Mining is not only bad for the environment, it is also expensive and requires much labor. More efforts need to be made regarding the recycling of these metals so that they avoid ending up in landfills. Future generations might have to resort to mining the landfills for these precious metals. If these resources run out they can no longer extract them from the Earth itself.

Laws and Regulations

President Obama signed an executive order in 2009. This order implemented recommendations for the recycling and disposal of federal electronic waste. Some commercial businesses have committed to responsible recycling practices since then.

The Basel Convention proposed an international treaty decreeing it illegal to traffic e-waste to poor countries. It has not been passed as a law although some companies agree to abide by its guidelines. The Responsible Electronics Recycling Act of 2011 has still not been enforced.

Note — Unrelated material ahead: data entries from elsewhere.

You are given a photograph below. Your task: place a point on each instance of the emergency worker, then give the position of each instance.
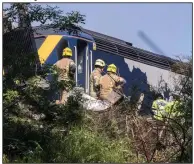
(95, 78)
(111, 85)
(172, 108)
(66, 70)
(159, 107)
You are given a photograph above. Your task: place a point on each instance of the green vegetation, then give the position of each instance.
(37, 130)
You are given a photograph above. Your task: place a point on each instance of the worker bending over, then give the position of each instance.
(66, 70)
(95, 78)
(159, 107)
(110, 85)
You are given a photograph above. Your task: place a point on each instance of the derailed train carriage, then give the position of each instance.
(140, 68)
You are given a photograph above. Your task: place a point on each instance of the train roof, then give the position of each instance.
(119, 47)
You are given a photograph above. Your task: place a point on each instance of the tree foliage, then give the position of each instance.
(35, 129)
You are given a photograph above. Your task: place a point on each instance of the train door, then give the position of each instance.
(83, 64)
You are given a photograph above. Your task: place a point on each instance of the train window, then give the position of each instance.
(39, 41)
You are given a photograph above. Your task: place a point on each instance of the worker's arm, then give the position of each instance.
(121, 81)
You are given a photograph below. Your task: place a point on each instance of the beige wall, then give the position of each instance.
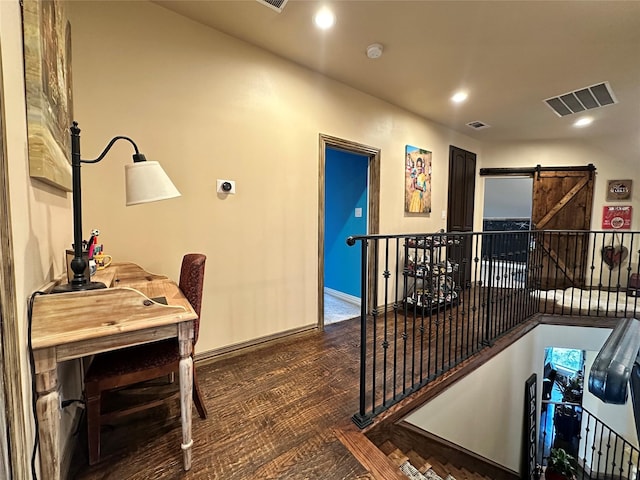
(208, 106)
(488, 404)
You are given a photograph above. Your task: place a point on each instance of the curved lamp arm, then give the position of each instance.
(138, 187)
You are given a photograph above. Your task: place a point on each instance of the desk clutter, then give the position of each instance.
(93, 253)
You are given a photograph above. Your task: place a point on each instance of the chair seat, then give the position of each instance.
(133, 359)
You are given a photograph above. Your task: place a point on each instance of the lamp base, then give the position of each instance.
(68, 287)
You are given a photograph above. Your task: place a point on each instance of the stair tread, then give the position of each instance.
(417, 461)
(387, 447)
(397, 457)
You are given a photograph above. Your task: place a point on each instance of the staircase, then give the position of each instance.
(415, 467)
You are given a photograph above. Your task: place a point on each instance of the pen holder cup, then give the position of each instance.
(87, 271)
(102, 261)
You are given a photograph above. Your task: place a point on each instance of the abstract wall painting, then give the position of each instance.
(417, 185)
(47, 56)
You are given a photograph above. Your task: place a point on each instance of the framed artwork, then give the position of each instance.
(619, 190)
(417, 184)
(47, 60)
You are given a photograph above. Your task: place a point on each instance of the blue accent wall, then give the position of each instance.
(345, 190)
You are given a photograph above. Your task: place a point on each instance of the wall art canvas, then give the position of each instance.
(619, 190)
(417, 185)
(47, 60)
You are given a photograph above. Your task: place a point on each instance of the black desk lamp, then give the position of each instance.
(145, 182)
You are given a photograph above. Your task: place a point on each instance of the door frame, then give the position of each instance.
(10, 377)
(373, 207)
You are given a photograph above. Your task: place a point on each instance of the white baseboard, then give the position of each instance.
(342, 296)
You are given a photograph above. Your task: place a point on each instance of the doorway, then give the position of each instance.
(348, 206)
(462, 187)
(507, 208)
(562, 199)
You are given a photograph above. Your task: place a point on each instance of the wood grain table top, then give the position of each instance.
(64, 318)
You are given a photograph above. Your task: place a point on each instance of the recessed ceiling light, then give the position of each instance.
(324, 19)
(583, 122)
(459, 97)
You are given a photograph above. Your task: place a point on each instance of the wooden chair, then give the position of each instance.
(120, 368)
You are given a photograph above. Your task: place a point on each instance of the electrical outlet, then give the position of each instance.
(226, 186)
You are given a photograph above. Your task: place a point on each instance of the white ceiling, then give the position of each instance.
(509, 56)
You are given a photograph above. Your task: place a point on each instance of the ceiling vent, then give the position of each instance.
(277, 5)
(587, 98)
(477, 125)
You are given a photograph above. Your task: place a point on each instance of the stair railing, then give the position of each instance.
(430, 301)
(600, 451)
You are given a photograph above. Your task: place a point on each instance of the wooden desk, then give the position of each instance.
(73, 325)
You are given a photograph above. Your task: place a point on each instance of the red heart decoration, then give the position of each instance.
(614, 256)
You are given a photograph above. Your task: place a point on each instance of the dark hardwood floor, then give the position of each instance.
(273, 412)
(280, 411)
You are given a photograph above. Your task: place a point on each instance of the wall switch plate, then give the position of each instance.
(225, 186)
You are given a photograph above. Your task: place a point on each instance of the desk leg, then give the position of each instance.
(185, 339)
(48, 413)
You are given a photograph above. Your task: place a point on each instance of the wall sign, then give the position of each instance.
(529, 440)
(616, 217)
(619, 190)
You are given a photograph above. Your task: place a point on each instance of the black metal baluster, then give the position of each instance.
(395, 321)
(385, 342)
(361, 419)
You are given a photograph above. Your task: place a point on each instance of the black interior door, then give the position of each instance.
(462, 187)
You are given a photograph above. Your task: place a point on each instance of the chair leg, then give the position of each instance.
(93, 423)
(198, 399)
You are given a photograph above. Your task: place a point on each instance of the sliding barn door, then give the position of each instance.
(563, 200)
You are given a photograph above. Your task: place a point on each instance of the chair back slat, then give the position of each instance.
(192, 282)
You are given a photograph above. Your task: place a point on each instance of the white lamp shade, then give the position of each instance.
(148, 182)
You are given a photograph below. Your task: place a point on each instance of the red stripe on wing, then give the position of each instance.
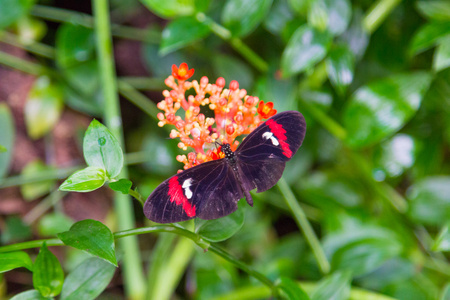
(279, 133)
(176, 194)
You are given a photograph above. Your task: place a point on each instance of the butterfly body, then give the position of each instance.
(211, 190)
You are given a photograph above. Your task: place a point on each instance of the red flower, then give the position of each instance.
(266, 110)
(217, 153)
(183, 72)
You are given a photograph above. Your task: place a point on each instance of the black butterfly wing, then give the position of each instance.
(262, 156)
(208, 191)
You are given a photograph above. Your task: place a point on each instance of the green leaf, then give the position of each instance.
(101, 149)
(86, 180)
(75, 44)
(339, 14)
(340, 68)
(429, 200)
(93, 237)
(88, 280)
(365, 255)
(43, 107)
(170, 8)
(242, 17)
(441, 59)
(53, 223)
(381, 108)
(13, 260)
(16, 230)
(221, 229)
(442, 242)
(428, 35)
(182, 32)
(395, 156)
(445, 294)
(290, 289)
(31, 191)
(306, 47)
(12, 10)
(48, 276)
(29, 295)
(6, 138)
(435, 10)
(333, 287)
(30, 30)
(122, 185)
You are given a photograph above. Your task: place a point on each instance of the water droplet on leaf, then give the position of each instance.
(101, 141)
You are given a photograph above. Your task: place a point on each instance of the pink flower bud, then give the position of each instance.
(220, 82)
(234, 85)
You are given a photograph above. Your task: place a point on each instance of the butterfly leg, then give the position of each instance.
(248, 197)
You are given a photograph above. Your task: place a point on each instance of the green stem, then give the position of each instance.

Stricter laws regarding the disposal of cell phones and other electronic assets should be imposed. This would be a big step toward joining efforts to contain toxic waste troubles on a global scale.

What Can We Do?

We need to take responsibility for where our high-tech trash ends up. We can do this by doing some research and becoming more informed. We can ask our retailers questions when we buy new phones and dispose of old ones.

Manufacturers will also pay more attention if we show interest in what happens at the end of our phones lifespan. Next time you buy a phone, you can make sure that the company offers an end-of-life take-back option.

This ensures that it will go through a safe recycling process. A company that is responsible enough to take back its waste is more likely to design out harmful materials.